Bill would prohibit financial institutions from tracking gun sales
(UM Legislative News Service) The Senate Business and Labor Committee discussed a bill on Wednesday, Feb. 22, that would prohibit financial institutions from using databases to track the sale of firearms, accessories, components, and ammunition.
Sen. Terry Vermeire, R-Anaconda, is sponsoring Senate Bill 359, which would remove the ability for companies across the state to monitor monetary transactions of guns or anything related.
“This is a pro-firearms piece of legislation,” Vermiere said.
Vermeire said the reason for the bill is that in September the International Organization for Standardization approved a new merchant category code that would allow for financial institutions to track firearms sales across the globe.

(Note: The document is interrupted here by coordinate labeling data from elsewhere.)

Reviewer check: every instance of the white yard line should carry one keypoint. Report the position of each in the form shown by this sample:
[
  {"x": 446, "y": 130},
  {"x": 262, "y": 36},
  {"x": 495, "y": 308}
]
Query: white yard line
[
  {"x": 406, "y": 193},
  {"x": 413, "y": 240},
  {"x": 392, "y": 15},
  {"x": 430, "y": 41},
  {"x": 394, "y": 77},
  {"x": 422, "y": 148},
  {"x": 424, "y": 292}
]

Austin Knudsen, Montana’s Attorney General, was one of four supporters of the bill who testified. He said this has been an issue that he has been active in because it would only be used by companies in correlation with governments to track firearm sales.
“That’s something as the Attorney General that I take very seriously. I think that’s a violation of their constitutional rights,” Knudsen said.
Lisa Bennett, a resident of Carbon County who works in the hunting industry, spoke in support of the bill saying that getting support from financial institutions is already hard enough for companies and the addition of the companies being able to tell if you support firearms or are in that industry has made it even more difficult.
“I’m sure you’re aware of legislation in California, and if not I’ll make you aware of it, that contractors doing business with the state of California had to register if they were affiliated or a member of the NRA. I mean this is not observed that this can actually expand to other things, we need to cut it off right now,” Bennett said.
She said companies such as Bank of America, Venmo, Apple and more can see your political affiliation through transactions, and if they don’t agree with it, she says they will cut you off from their services.
“By allowing these businesses to track these sales you’re discriminating against us. I would ask you to please support this bill, and I would go even further than this bill goes,” Bennett said.
Gary Marbut, president of the Montana Shooting Sport Association said in support of the bill that though he hasn’t seen what Bennett was discussing in Montana he’s heard chatter about it nationally, and believes the state needs to get ahead of it.
Marbut and Knudsen said that he would like to see additions to the bill include an enforcement mechanism or measures that could be used to make the financial companies comply with the law.
There were no opponents who testified at the bills hearing. The committee did not take immediate action on the bill.